If you want a more collaborative way to repurpose the recognized text into new documents, another option might be to use iText DITO, our high-convenience PDF document generator which allows business users to play more of a role in digital document workflows. Templates can be designed and maintained using the intuitive template editor and configured with dynamic data binding and conditional formatting to inject data and configure how it is presented, all without requiring any coding skills. Then you feed your data as JSON into the iText DITO API, which combines the data and your templates to produce as many PDFs as you require. What’s more, if you also purchase a license for iText 7 Core when you buy an iText DITO license, your generated PDF documents can easily be further processed and manipulated to perform tasks such as securing your documents with encryption and digital signatures, or more low-level PDF actions like merging and splitting documents etc.
Benefits of OCR
The beauty of using a tool like iText pdfOCR is the text recognition process can be easily automated and integrated into your document workflow. This allows for large-scale document processing, whether simply for archiving purposes, or to enable data extraction from the documents for further processing and transformation. There are many industries which could benefit from automated OCR processing in their workflows, such as banking, legal, healthcare, manufacturing etc., not to mention government departments who often have literal mountains of paperwork relating to government policies, citizens’ personal information, and other data that needs to be processed from masses of printed documents.

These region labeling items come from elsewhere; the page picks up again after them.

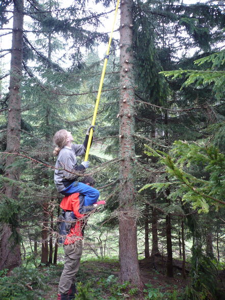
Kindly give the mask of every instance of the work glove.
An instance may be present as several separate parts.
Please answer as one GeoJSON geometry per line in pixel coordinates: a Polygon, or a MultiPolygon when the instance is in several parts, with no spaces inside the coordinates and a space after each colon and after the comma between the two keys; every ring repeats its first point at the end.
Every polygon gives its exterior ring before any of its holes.
{"type": "Polygon", "coordinates": [[[106,204],[106,202],[105,200],[100,200],[100,201],[98,201],[96,203],[94,203],[93,205],[95,207],[98,206],[98,205],[105,205],[106,204]]]}
{"type": "Polygon", "coordinates": [[[89,161],[82,161],[82,162],[81,163],[81,164],[84,166],[84,167],[85,168],[85,169],[87,169],[87,168],[88,168],[88,167],[89,166],[89,161]]]}
{"type": "Polygon", "coordinates": [[[95,130],[95,127],[93,125],[91,125],[91,126],[89,126],[88,128],[87,133],[86,133],[86,135],[89,135],[90,134],[90,131],[91,130],[91,128],[93,129],[93,131],[94,131],[95,130]]]}

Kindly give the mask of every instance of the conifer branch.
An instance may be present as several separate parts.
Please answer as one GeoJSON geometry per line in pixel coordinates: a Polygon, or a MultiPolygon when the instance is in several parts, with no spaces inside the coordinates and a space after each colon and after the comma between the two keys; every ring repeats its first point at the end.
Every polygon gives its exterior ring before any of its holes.
{"type": "MultiPolygon", "coordinates": [[[[102,90],[102,92],[107,92],[108,91],[112,91],[114,90],[117,90],[119,88],[112,88],[110,89],[107,89],[106,90],[102,90]]],[[[54,94],[56,94],[57,95],[60,95],[60,96],[81,96],[82,95],[87,95],[88,94],[90,94],[90,93],[97,93],[98,91],[92,91],[91,92],[88,91],[88,92],[85,92],[84,93],[71,93],[69,94],[66,94],[66,93],[60,93],[59,92],[57,92],[56,91],[53,90],[51,90],[51,91],[54,93],[54,94]]]]}
{"type": "Polygon", "coordinates": [[[147,105],[150,105],[151,106],[153,106],[153,107],[156,107],[157,108],[160,108],[160,109],[163,109],[164,110],[167,110],[169,111],[172,111],[174,112],[182,112],[185,111],[189,111],[190,110],[193,110],[195,109],[206,109],[208,107],[208,105],[203,105],[202,106],[198,106],[197,107],[191,107],[190,108],[186,108],[185,109],[172,109],[171,108],[167,108],[166,107],[163,107],[163,106],[159,106],[159,105],[156,105],[155,104],[153,104],[152,103],[150,103],[149,102],[146,102],[143,101],[143,98],[141,98],[139,95],[135,93],[135,95],[137,96],[139,99],[141,99],[141,101],[140,100],[136,100],[136,102],[139,102],[140,103],[143,103],[143,104],[146,104],[147,105]]]}
{"type": "Polygon", "coordinates": [[[137,137],[139,139],[146,140],[146,141],[148,141],[148,142],[150,142],[151,143],[153,143],[153,144],[155,144],[155,145],[157,145],[157,146],[159,146],[160,147],[162,147],[163,148],[168,148],[169,149],[170,149],[171,148],[169,146],[166,146],[165,145],[163,145],[162,144],[159,144],[159,143],[155,142],[153,140],[151,140],[150,139],[148,139],[144,136],[142,136],[139,135],[138,134],[133,134],[133,136],[137,137]]]}

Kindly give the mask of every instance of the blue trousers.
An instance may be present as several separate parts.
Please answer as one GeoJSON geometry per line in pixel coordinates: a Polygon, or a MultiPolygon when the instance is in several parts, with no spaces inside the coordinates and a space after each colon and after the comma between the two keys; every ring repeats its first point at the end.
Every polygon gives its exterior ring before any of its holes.
{"type": "Polygon", "coordinates": [[[70,185],[60,192],[65,196],[69,196],[74,193],[84,195],[84,206],[88,206],[95,203],[100,195],[96,189],[82,182],[73,182],[70,185]]]}

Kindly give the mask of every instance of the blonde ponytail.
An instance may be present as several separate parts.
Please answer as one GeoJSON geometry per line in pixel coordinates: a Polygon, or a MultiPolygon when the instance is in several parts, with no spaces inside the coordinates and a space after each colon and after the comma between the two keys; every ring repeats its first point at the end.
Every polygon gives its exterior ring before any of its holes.
{"type": "Polygon", "coordinates": [[[53,138],[53,142],[58,147],[56,147],[53,151],[53,155],[57,156],[60,150],[63,148],[67,143],[67,132],[65,129],[61,129],[57,131],[53,138]]]}

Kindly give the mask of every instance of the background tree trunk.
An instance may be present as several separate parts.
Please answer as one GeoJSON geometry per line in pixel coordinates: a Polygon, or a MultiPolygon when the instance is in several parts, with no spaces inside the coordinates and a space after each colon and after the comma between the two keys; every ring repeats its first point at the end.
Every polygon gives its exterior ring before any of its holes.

In a post-COVID-19 world this is more important than ever. With governments worldwide implementing policies for tracking and tracing peoples’ movements, being able to process data quickly and easily such as passport scans and medical insurance certificates is essential. Add to this the various implementations of Digital Identity programs across the globe, such as the European Single Digital Gateway or Singapore’s National Digital Identity platform, and it’s clear that automating OCR into document workflows is going to be vital for governments and companies alike.